We’ve all seen copies of this long running magazine without, I imagine, as much as flicking through a copy.
National Geographic has been published since 1888, and from 1896 has been featuring nudity, almost certainly exclusively with regard to ‘primitive’ peoples, or ‘noble savages’.
I mention this because I was recently talking to a person (in the real world) who said that the magazine legitimised nudity when he was a teenager in the 1970s. Because it was ‘primitive peoples’ it was OK for him to view these things, everywhere from his school to his parents purchasing copies at the local newsagents. He suggested that the feeling may well have been that copies of a naturist magazine wouldn’t have been considered acceptable, by either his teachers or parents, but unclad women in ‘primitive’ areas of the world was fine.
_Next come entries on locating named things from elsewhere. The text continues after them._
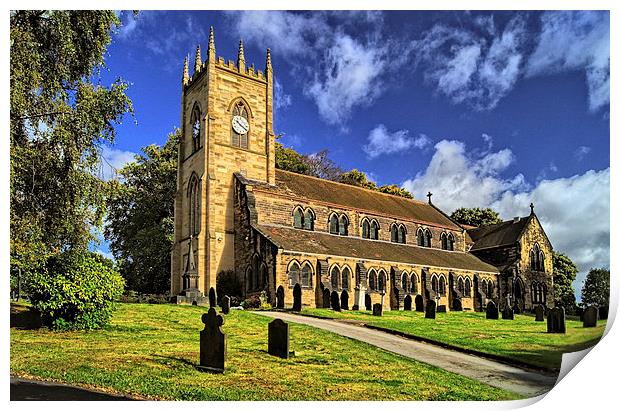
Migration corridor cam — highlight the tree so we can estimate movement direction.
[10,10,132,271]
[339,168,377,190]
[581,268,609,307]
[553,251,577,314]
[450,207,502,227]
[379,184,413,199]
[105,129,181,294]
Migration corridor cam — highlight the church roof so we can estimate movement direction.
[255,225,498,273]
[252,170,461,231]
[467,216,530,251]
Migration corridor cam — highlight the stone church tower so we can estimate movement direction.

(Above: from (before) 1944 to the 1980s, nudity has been featured regularly in National Geographic)
Indeed, he suggests that the magazine was his only regular source of semi-clad women. I wasn’t aware of the magazine as ‘eye candy for teenage boys’, but I can understand how and why they might have had such interest in all things geographic. Of course, from our perspective in the 21st century we can look back at 30 year old magazines, before the internet made all manner of nudity available to all, and regard them as bit exploitative. I imagine there was something of an editorial policy that suggested that we, the ‘enlightened, religious west’ were somehow more advanced for embracing clothes and that we knew ‘shame’ and the need for the body to be covered. (Who, again, is it who is more ‘enlightened’?)
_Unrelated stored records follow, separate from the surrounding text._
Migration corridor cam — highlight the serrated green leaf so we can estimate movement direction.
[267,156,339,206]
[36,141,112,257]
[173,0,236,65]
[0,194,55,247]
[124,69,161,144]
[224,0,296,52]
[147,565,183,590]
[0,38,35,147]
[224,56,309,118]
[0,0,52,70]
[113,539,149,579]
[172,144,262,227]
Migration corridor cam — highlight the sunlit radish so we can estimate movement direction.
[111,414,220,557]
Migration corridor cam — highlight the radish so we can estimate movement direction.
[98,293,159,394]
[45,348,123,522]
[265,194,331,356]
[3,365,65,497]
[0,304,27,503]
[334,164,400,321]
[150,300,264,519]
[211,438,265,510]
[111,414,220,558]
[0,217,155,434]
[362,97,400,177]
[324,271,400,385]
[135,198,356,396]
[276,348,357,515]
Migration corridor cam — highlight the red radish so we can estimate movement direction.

Scouring the internet will reveal that ‘tribal nudity’ is something of a…I’m not sure if ‘fetish’ is the right word. It’s certainly something internet users do regard as ‘a thing’, at least. It would be very interesting to know how much of this ‘thing’ had its seeds in the minds of men of a certain age reading National Geographic.
We’ve done our own National Geographic front cover (photo and mock up by Diane, based on the original cover -top of page)
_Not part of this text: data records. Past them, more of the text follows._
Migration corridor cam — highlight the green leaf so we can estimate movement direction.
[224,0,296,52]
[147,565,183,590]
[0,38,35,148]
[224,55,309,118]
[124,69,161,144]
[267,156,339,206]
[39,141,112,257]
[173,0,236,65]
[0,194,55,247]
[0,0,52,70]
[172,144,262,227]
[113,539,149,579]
I’ve said before how SL is enriched by cultural diversity and how, also, this diversity has diminished in recent years in SL. While Amazon River, the location where our mocked-up photo shoot took place, concerns itself only with one eco-system, it is the benchmark of what can be achieved. While visiting, I ran into Tadeseu and Samomopopucu, two avatars who discovered Amazon River, began role-playing within it, and who have adopted a ‘tribal’ approach to their avatars. ‘We wanted to live SL very much as we might as members of a jungle tribe, the look, the experience, everything. Gradually, as we’ve played it, we’ve both been able to adopt something of a tribal look -tribal tattoos, hairless bodies, good looking skins of darker tones’.
They’ve also been surprised how immersive and educational Amazon River has become to them. ‘We both read about it a lot. Not exclusively the Amazon, but other areas under threat from ‘civilisations’. These tribes have had a same way of life for thousands of years, and then civilisation comes along to threaten them, or wipe them out, within a few generations. How does that enrich the globe? To lose those languages and rituals, the innocence of nudity…’.
Amazon River prides itself on being ‘eight regions, one river’, and is certainly somewhere worth visiting in SL if ‘something different’ is what you yearn.